De tolerantie voor en lijdensdruk door (overmatig) huilgedrag en slaapproblemen kan sterk verschillen tussen ouders en tussen verschillende culturen. Registratie van huilen en/of slapen en bijkomende omstandigheden en gedragingen van kind en ouders biedt daarom de noodzakelijke informatie en aanknopingspunten voor de juiste interventies. Er is geen specifiek instrument om slaapstoornissen en overmatig huilen mee vast te stellen. Wel is de richtlijn Excessief huilen beschikbaar. Van belang is dat veel/overmatig huilen in de loop van de eerste levensmaanden en –jaren niet als eenzelfde type probleem benaderd moet worden omdat de onderliggende problematiek sterk kan verschillen. Hier moet kennis van worden genomen alvorens tot voorlichting en advies wordt overgegaan. Verder spelen (soms irrealistische) verwachtingen en culturele factoren een belangrijke rol in de ervaring van slaapproblemen bij 0 tot 2-jarigen. Bij inslaapproblemen die na het 2e, 3e jaar voortduren gaan interactie- en gedragsproblemen een grotere rol spelen.

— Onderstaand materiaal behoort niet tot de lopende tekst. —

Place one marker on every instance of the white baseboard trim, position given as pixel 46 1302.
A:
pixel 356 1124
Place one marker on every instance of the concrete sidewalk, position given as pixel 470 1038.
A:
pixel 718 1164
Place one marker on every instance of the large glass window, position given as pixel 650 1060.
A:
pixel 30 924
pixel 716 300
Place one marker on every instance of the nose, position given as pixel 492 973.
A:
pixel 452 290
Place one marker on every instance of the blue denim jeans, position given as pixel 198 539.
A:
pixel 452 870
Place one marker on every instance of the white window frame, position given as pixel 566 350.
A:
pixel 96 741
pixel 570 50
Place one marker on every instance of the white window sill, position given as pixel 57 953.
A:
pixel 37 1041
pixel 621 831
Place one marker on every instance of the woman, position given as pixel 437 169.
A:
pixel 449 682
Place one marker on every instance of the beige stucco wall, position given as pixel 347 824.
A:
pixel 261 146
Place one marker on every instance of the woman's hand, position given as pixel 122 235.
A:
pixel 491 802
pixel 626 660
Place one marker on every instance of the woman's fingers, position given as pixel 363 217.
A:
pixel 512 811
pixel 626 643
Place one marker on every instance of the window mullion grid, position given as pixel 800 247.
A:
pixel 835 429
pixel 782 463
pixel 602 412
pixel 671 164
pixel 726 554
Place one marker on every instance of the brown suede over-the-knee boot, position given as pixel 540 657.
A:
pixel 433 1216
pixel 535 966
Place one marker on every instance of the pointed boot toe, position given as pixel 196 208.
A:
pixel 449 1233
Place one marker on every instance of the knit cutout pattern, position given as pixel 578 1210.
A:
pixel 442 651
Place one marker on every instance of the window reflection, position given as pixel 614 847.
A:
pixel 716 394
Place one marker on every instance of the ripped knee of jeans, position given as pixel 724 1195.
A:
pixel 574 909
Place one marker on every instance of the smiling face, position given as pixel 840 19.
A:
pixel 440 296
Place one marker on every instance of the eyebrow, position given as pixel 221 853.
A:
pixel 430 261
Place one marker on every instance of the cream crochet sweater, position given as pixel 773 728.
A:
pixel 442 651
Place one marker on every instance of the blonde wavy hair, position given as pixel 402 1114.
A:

Voedings- en eetstoornissen

De mogelijke aanwezigheid van voedings- en eetstoornissen wordt onderzocht aan de hand van een anamnese, psychodiagnostiek van het kind, onderzoek naar de ouder-kindinteractie (zowel tijdens als buiten een voedingssituatie) en observatie van het kind in een spelsituatie.

Posttraumatische stressstoornis

Informatie voor het stellen van de diagnose PTSS bij jonge kinderen zal voornamelijk via de ouders worden verzameld. Herbelevingen van het trauma zijn bij jonge kinderen veelal terug te zien in hun spel. Voor instrumenten t.b.v. specifieke diagnostiek, zie tabel 2.